My understanding could be wrong, but wouldn't this mean exposing a 1 cm wide component (and/or components that have one cm long traces attached) to at least 250 V?

Wouldn't this be expected to destroy not every single component, but enough components to make enough hardware inoperable to collapse all industrial and power generation capabilities? (If you destroy 10% of ICs on only 10% of control boards in a power plant or factory, I'd assume that plant goes down hard and isn't coming up any time soon.)

> 25 kV/m for most of the US

That's the first (E1) pulse. And yes, the general idea is that it fries your electronics. Then the E3 pulse arrives and wrecks the electric network.

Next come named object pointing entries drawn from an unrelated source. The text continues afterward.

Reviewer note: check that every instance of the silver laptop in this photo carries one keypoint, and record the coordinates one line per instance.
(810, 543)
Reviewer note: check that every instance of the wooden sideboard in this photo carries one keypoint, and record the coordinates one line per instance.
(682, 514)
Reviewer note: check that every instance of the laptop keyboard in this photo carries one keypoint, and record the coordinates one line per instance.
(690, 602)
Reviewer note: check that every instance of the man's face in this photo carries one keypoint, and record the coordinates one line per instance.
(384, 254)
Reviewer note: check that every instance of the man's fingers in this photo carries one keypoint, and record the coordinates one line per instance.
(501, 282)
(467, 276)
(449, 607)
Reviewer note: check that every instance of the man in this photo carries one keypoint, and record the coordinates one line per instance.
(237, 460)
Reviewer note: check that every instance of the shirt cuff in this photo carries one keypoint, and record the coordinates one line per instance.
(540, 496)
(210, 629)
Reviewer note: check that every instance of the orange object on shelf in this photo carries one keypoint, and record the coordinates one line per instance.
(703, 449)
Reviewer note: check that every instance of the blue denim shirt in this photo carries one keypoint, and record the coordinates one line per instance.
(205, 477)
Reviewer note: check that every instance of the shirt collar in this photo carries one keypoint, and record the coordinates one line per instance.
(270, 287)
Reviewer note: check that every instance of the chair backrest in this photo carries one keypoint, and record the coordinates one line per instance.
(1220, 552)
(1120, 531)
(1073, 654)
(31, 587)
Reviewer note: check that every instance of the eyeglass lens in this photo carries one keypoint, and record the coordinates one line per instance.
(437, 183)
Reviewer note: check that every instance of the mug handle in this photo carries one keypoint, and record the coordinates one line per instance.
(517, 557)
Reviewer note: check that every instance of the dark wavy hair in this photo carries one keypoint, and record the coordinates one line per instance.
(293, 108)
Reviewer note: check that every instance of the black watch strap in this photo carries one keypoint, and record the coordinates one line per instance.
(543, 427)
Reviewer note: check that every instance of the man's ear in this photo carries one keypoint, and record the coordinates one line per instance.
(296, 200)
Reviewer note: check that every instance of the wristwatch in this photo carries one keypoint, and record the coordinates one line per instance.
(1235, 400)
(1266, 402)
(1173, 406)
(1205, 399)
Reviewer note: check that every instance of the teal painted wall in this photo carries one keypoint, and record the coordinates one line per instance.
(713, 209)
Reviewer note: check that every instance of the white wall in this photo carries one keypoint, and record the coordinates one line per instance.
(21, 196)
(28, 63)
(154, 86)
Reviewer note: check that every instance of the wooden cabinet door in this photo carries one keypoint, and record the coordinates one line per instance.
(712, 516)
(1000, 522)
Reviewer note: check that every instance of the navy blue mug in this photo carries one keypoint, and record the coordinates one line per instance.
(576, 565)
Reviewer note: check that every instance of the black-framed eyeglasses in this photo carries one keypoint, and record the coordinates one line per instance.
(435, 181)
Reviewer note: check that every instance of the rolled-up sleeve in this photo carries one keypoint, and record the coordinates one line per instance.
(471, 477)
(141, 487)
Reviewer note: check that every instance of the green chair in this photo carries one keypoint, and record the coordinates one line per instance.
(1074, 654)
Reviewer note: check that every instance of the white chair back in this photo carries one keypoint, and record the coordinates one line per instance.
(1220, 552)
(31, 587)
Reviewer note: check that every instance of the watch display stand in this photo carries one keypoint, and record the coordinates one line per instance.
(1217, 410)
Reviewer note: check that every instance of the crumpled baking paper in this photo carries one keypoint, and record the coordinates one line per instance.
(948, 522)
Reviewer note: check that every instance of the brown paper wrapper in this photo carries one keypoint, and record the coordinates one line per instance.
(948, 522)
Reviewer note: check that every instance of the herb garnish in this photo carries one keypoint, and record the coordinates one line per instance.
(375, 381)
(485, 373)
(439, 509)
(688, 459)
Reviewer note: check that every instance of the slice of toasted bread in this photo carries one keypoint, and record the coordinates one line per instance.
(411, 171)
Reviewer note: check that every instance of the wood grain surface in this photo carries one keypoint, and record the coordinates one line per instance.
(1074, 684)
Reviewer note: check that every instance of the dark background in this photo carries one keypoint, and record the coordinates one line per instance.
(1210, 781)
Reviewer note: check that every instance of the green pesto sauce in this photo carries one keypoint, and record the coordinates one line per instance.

400km is LEO territory for satellites. Does this mean anything not in eclipse at that time is fried or blown up?

Also wouldn't that start/accelerate the Kessler Syndrome

From what I’ve read about Project Orion, the physical damage from nukes is mostly in the shockwave. The material shockwave doesn’t propagate very far in space, so satellites won’t be blown up by a space nuke.

The EMP is, if I understand right, created by a shockwave in the extremely diffuse plasma of the ionosphere, affecting electrons and ions differently, creating a massive charge separation, and the collapse of that charge separation is what produces the actual EMP. That said, this article is the first I heard of the E1/E3 distinction, so I don’t know enough to be sure of what an EMP would do to satellite electronics.

That long wave EMP was only a threat to early unprotected powerlines, not electronics.

What is a threat to electronics are VHF pulses from initial xray burst from the bomb.

What's the range of that pulse, and how does it relate to the field strength map seen on Wikipedia (https://commons.wikimedia.org/wiki/File:EMP_mechanism.png)?

Naively, this map makes me think that a single such EMP means enough electronics break that every major power plant or industrial plant is down and not recoverable for weeks.

The protection is provided by Digital Protection Relays (DPRs) which can be fried by the E1 pulse; then the E3 pulse arrives.